Par ailleurs, je serais curieux de connaître les résultats obtenus par Mgr Cattenoz en Avignon, avec sa charte de l’enseignement catholique, qui est une anticipation un peu plus « musclée » de la nouvelle orientation de l’enseignement catholique. A-t-il réussi à infléchir les choses ?
Quoi qu’il en soit, merci Mr de Labarre et courage !
Afin d’offrir une réponse concrète, venez soutenir la création d’une école catholique dans le Nord.
En effet, je souhaite vous faire part de la création en septembre dernier d’une nouvelle école primaire hors-contrat catholique (maternelle à CM2), l’Ecole du Blanc-Mesnil, située à Wasquehal, dans la banlieue lilloise.
Vous êtes tous chaleureusement invités le 15 novembre à 15h30 en l’église Saint-Nicolas de Wasquehal (à coté de la mairie) à un Concert unique gratuit autour de Bach, Mozart, Poulenc mais aussi Offenbach ou Gershwin…
Ce concert a pour but de faire connaître cette école et de lever des fonds, afin notamment de financer les nécessaires investissements et des bourses pour les familles les plus dans le besoin.

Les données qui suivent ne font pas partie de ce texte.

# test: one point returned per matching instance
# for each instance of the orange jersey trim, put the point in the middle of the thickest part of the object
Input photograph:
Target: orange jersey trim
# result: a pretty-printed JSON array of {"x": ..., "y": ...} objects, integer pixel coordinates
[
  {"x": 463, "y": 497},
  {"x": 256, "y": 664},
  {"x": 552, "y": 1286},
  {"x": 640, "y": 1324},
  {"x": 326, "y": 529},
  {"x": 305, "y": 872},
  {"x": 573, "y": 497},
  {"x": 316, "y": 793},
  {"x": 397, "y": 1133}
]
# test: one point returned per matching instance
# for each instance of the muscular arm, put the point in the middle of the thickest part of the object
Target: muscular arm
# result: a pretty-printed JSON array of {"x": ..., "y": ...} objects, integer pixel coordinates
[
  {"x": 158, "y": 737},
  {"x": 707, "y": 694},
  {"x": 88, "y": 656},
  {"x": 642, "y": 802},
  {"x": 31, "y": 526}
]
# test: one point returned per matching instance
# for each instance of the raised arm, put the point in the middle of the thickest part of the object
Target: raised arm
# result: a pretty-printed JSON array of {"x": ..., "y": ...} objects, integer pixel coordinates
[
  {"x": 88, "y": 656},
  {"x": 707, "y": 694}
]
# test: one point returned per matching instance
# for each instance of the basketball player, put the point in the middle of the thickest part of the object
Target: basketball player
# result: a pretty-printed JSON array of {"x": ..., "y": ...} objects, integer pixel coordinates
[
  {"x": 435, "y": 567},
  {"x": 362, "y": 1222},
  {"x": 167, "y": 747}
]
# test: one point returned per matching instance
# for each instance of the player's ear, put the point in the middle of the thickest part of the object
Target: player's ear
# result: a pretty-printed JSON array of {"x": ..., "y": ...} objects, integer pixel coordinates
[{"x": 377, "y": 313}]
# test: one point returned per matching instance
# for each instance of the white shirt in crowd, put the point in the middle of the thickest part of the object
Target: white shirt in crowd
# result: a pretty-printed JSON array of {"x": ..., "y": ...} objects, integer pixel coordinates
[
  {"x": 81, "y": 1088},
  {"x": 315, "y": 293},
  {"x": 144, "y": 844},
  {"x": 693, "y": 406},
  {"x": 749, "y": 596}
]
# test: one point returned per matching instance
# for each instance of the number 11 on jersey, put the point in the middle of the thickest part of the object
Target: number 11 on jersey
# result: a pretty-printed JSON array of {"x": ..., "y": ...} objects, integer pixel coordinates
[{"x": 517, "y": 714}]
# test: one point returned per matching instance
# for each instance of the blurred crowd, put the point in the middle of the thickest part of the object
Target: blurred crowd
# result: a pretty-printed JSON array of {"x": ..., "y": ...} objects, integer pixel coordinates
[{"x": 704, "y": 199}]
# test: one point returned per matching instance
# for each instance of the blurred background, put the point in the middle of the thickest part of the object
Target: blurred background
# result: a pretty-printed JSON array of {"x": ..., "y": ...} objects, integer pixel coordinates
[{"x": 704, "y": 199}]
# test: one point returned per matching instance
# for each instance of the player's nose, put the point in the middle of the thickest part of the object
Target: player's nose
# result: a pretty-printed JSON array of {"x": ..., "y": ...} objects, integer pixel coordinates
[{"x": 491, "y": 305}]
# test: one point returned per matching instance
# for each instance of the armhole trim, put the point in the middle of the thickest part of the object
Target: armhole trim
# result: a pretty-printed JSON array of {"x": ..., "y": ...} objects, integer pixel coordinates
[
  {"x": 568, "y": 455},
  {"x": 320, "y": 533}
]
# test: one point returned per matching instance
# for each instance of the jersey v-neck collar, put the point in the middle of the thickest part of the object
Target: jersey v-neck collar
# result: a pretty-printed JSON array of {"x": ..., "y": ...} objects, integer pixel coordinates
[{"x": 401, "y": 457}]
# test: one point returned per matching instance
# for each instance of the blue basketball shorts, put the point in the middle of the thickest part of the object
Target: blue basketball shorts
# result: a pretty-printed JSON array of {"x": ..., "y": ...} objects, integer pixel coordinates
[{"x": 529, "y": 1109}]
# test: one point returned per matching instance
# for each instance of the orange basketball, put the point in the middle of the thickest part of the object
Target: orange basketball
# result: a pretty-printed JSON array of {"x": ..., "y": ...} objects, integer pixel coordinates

Le concert nous est offert par des artistes lyriques et pianistes de très grand talent.
L’entrée est libre : un chapeau circulera toutefois si vous souhaitez soutenir cette nouvelle Ecole, qui vous sera présentée par sa directrice en présence des élèves (ils chantent tous en première partie).
Si vous avez besoin d’informations complémentaires n’hésitez pas à nous contacter: huguesdepommereau@yahoo.fr
Question? Comment peut-on demander, aujourd’hui comme hier à l’enseignement privé( catholique )d’avoir comme but de faire connaitre Jesus , donc d’évangéliser alors que les instituteurs sont sous contrat simple avec l état, donc payés par l’état et que les professeurs sont sous contrat d’association avec l’état, donc payés par l’état.?. Il ne s’agit pas de remettre en cause la grande qualité d’enseignement des professeurs de l’enseignement privé mais les instances catholiques ont les mains liés par le financement. J’ai été président d’une association de gestion pendant plus de 10 ans d’un établissement scolaire catholique important. Et cette situation est irréversible. Amicalement.